Web scraping is as old as the Internet, but it's a threat that rarely gets its due. Companies frequently underestimate its risk potential because it is technically not a "hack" or "breach."
A recent example is Facebook, which has tried to downplay its latest massive data leak by claiming the scraping impacted public information only. The company overlooks the risk this type of personal data exposure poses for the victims and the ultimate value of harvesting this data on such a massive scale, particularly for social engineering attacks.
Scraping sites for user data is nothing new; Facebook has faced this issue on multiple occasions. In 2013, I disclosed two methods of scraping Facebook user data. One involved a tool I created called Facebook Harvester, which utilized the then-recently released Graph Search feature to perform a brute-force search of phone numbers and return any associated user profile.
Meanwhile, Facebook is still partially vulnerable to malicious scraping through its password-reset page. By entering a phone number, it is possible to pull up privately listed people on the platform — including their full name and profile photo. This is notably different from the method used in the recent data dump, in that the end user does not need to be publicly searchable. While Facebook has tightened the data revealed on this page, it may still prove a useful tool for malicious actors.

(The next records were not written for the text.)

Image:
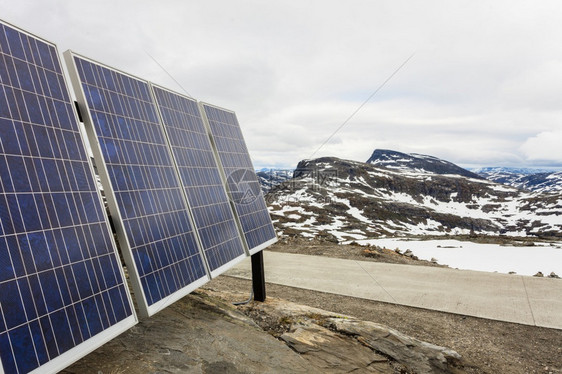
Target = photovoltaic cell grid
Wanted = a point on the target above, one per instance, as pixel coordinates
(146, 189)
(240, 176)
(62, 289)
(201, 178)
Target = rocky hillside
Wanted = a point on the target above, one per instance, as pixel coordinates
(541, 181)
(416, 163)
(351, 200)
(269, 178)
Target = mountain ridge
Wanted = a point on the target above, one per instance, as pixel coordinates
(351, 200)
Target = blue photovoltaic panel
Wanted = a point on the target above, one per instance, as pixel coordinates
(240, 177)
(62, 288)
(198, 169)
(144, 192)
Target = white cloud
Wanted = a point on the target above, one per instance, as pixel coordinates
(485, 77)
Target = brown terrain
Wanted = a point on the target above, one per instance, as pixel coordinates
(204, 333)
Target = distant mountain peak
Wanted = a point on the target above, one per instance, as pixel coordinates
(416, 162)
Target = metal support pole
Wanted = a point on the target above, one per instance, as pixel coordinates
(258, 277)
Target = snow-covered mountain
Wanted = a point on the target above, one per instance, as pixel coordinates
(353, 200)
(528, 179)
(269, 178)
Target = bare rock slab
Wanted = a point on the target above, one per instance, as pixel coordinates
(197, 334)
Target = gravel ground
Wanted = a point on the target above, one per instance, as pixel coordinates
(486, 346)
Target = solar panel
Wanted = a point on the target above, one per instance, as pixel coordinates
(143, 190)
(62, 287)
(198, 169)
(241, 179)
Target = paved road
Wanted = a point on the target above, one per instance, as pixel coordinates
(511, 298)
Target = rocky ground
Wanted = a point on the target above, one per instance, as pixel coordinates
(204, 333)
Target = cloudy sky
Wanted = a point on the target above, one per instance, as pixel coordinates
(483, 88)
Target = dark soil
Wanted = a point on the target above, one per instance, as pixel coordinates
(486, 346)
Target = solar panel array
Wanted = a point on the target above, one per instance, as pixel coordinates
(201, 179)
(154, 221)
(62, 288)
(179, 182)
(240, 177)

But scraping isn't just a social media problem. It's an issue that affects many types of organizations across various industries. Scraping is one of the methods malicious hackers use to collect intel on companies before they target them with more significant attacks.

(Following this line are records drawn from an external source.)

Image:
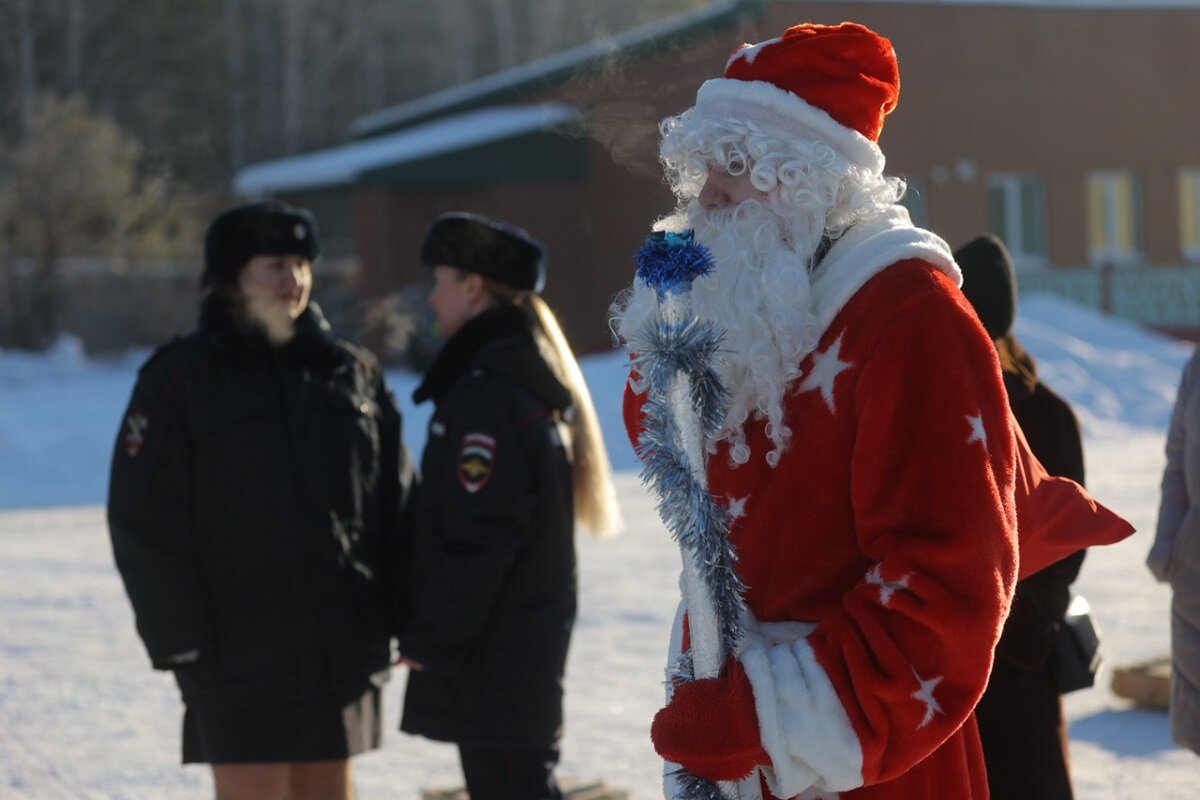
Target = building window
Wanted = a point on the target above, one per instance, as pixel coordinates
(916, 202)
(1017, 212)
(1114, 217)
(1189, 215)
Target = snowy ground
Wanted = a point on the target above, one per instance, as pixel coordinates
(83, 716)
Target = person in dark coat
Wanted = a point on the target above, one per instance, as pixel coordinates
(1020, 715)
(514, 457)
(255, 509)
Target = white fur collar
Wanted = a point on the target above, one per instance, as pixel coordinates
(865, 251)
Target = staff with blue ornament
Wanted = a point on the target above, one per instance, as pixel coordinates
(684, 408)
(823, 421)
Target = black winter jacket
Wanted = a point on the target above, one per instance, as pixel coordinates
(493, 559)
(255, 505)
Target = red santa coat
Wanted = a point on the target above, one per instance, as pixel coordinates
(880, 555)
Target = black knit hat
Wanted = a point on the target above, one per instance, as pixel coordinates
(989, 282)
(268, 228)
(496, 250)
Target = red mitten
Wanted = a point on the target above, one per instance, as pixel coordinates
(711, 727)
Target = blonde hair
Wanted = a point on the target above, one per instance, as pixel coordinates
(594, 494)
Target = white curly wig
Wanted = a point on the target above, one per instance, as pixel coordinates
(763, 251)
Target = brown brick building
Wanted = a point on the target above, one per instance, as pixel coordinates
(1072, 130)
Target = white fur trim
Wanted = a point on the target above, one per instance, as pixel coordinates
(780, 113)
(802, 722)
(868, 248)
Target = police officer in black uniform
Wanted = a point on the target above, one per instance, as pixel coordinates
(257, 489)
(514, 456)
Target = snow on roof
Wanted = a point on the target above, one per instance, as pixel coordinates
(343, 164)
(545, 68)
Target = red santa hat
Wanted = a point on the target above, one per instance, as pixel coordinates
(833, 83)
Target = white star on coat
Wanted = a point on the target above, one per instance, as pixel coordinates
(925, 695)
(977, 431)
(826, 368)
(887, 588)
(736, 506)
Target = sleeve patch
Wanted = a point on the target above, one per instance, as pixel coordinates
(477, 459)
(136, 425)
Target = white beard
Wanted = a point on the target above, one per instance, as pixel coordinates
(759, 295)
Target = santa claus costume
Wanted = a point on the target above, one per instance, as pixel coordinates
(868, 459)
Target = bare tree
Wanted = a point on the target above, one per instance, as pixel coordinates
(27, 70)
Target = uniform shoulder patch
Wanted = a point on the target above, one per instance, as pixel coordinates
(136, 425)
(477, 461)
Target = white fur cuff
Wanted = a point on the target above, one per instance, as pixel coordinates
(803, 725)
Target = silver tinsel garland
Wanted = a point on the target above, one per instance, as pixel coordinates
(672, 347)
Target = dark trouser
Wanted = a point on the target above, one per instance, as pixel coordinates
(521, 774)
(1024, 735)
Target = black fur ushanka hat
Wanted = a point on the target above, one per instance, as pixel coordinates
(496, 250)
(268, 228)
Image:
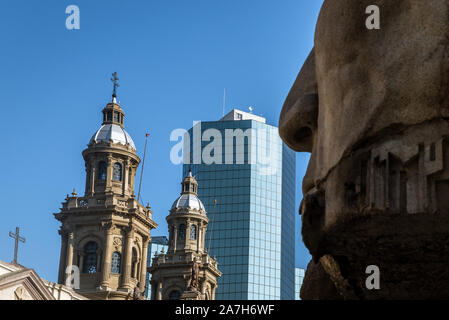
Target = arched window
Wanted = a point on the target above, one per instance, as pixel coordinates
(134, 263)
(193, 232)
(102, 166)
(174, 295)
(90, 257)
(115, 262)
(182, 232)
(117, 175)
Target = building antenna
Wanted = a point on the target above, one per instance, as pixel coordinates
(143, 164)
(224, 100)
(212, 225)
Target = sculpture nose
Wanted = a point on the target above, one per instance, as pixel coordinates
(299, 115)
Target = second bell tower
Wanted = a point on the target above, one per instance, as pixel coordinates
(105, 233)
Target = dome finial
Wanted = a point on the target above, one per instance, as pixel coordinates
(114, 80)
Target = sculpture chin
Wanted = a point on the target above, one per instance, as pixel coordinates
(411, 252)
(384, 204)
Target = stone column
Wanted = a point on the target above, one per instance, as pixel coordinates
(198, 236)
(109, 174)
(69, 257)
(159, 291)
(143, 264)
(153, 290)
(203, 238)
(132, 180)
(175, 236)
(92, 179)
(125, 174)
(126, 276)
(214, 287)
(62, 258)
(87, 188)
(107, 255)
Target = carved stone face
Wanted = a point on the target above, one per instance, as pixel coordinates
(371, 107)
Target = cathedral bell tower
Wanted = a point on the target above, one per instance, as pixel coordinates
(186, 271)
(105, 233)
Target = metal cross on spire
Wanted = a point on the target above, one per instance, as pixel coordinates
(114, 80)
(16, 236)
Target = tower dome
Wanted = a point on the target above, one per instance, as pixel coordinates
(189, 197)
(112, 133)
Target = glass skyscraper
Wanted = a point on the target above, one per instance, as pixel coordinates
(249, 196)
(156, 245)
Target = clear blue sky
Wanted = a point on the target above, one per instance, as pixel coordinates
(173, 58)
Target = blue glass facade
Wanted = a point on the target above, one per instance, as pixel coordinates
(299, 276)
(156, 245)
(251, 228)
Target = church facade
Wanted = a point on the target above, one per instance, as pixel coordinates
(185, 271)
(105, 232)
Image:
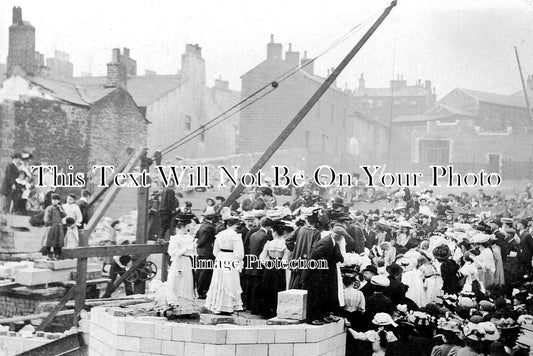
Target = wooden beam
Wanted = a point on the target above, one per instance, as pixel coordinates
(136, 263)
(17, 319)
(68, 296)
(112, 250)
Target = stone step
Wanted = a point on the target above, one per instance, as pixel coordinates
(56, 265)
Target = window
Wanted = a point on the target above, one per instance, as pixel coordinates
(344, 117)
(434, 151)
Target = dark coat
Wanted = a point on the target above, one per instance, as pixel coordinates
(256, 243)
(206, 239)
(10, 175)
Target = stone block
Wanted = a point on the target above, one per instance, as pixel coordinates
(265, 335)
(163, 331)
(219, 350)
(282, 350)
(127, 343)
(285, 334)
(208, 335)
(307, 349)
(36, 276)
(175, 348)
(150, 346)
(181, 332)
(194, 349)
(242, 336)
(138, 328)
(292, 304)
(56, 265)
(255, 350)
(315, 333)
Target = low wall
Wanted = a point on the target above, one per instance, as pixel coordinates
(127, 335)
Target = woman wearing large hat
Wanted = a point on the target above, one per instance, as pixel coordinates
(181, 249)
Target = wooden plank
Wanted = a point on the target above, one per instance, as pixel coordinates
(16, 319)
(112, 250)
(110, 196)
(137, 261)
(68, 296)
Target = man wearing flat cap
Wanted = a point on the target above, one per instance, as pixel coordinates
(8, 183)
(321, 284)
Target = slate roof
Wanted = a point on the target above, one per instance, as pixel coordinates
(144, 89)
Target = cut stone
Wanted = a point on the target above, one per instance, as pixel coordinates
(292, 304)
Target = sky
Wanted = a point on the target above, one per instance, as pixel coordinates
(453, 43)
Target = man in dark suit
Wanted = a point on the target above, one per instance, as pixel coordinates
(321, 284)
(206, 240)
(254, 274)
(8, 184)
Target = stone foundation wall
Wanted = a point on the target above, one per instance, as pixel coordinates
(126, 335)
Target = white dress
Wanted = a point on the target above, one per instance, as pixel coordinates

Here is a closer look at this undervalued threat.
How Attackers Use Web Scraping
Web scraping can easily lead to more significant attacks. At my company, we routinely use Web scraping as one of the initial steps in a red team or phishing engagement. By pulling the metadata from posted documents, we can find employee names, usernames, and deduce username and email formats, which is particularly helpful when the username format would otherwise be difficult to guess. Mix this with scraping a list of current employees from sites like LinkedIn, and an adversary can perform targeted phishing and credential brute-force attacks.
In one recent example, we determined the client's unique username configuration by collecting documents scraped from the company's public-facing sites. These documents contained the author's first and last name and the file path; because the file was saved within the user's profile path, the path also contained the username. In this case, the format was two letters of the first name, the last name, and a digit. So, if the user's name were John Smith, the username would have been josmith1. Once we found this, it was easy enough to perform credential brute-forcing by using a list of common first and last names to match the discovered username format. By running the attack with just a few common passwords per username, we gained access to at least one account, which gave our red team an initial foothold.
Scraping document metadata is also useful for detecting internal hostnames and software versions in use at the targeted company. This enables an attacker to customize the attack to exploit vulnerabilities specific to that company, and it is an important part of victim reconnaissance.
Adversaries can also use scraping to collect gated information from a website if that information isn't properly protected. Take Facebook's password-reset page: Anyone can find privately listed people through a simple query with a phone number. While a password-reset page may be necessary, does it really need to confirm or, worse, return a user's private information?
While this may be a worst-case scenario, many websites are still vulnerable to user enumeration via simple error messages. I see this often where a registration, login, or password-reset page returns a message like "the username could not be found" when submitting invalid credentials to the login page or for a password reset. While this seems innocent enough, attackers can abuse this notification to determine which usernames or emails exist as registered accounts for the service. A list of valid usernames could be used for more targeted credential brute-force attacks, and valid emails can be used in targeted phishing attacks.
Controlling the Threat
There are several ways to reduce the risk of Web scraping.
First, organizations should regularly audit their websites to make sure they are not unintentionally exposing sensitive information to public-facing websites through published documents or information stored in back-end databases that are linked through the website.
Organizations should also have a process in place to strip metadata from documents before they are published externally. They should prevent exposing things such as usernames, file paths, print queues, and software versions, as these can all be useful in mounting an attack.
Password-reset pages often contain verbose messages that reveal if a submitted username is valid or not. Going back to the Facebook example, should the password-reset page return the full name and profile picture associated with a phone number before sending a reset link? In these instances, the password-reset page reveals unnecessary information. Where possible, pages should return a generic message after a person submits information for a password reset, letting them know a text or email will be sent to the account if it exists. The key is that the page should not indicate whether the account or information is valid.
Rate limiting and CAPTCHAs are standard defenses against scraping, but a determined attacker may still be able to bypass these measures by using CAPTCHA-solving services or rotating through a list of IP addresses. These measures should make things more difficult for Web scraping but are not a substitute for the proper protection of sensitive data.
Recognize the Threat
While Web scraping has long been viewed more as an annoyance than a security risk, it is widely used by attackers to gain critical insights into a company, particularly for user enumeration attacks. Implementing some of these security measures can greatly reduce a company's risk.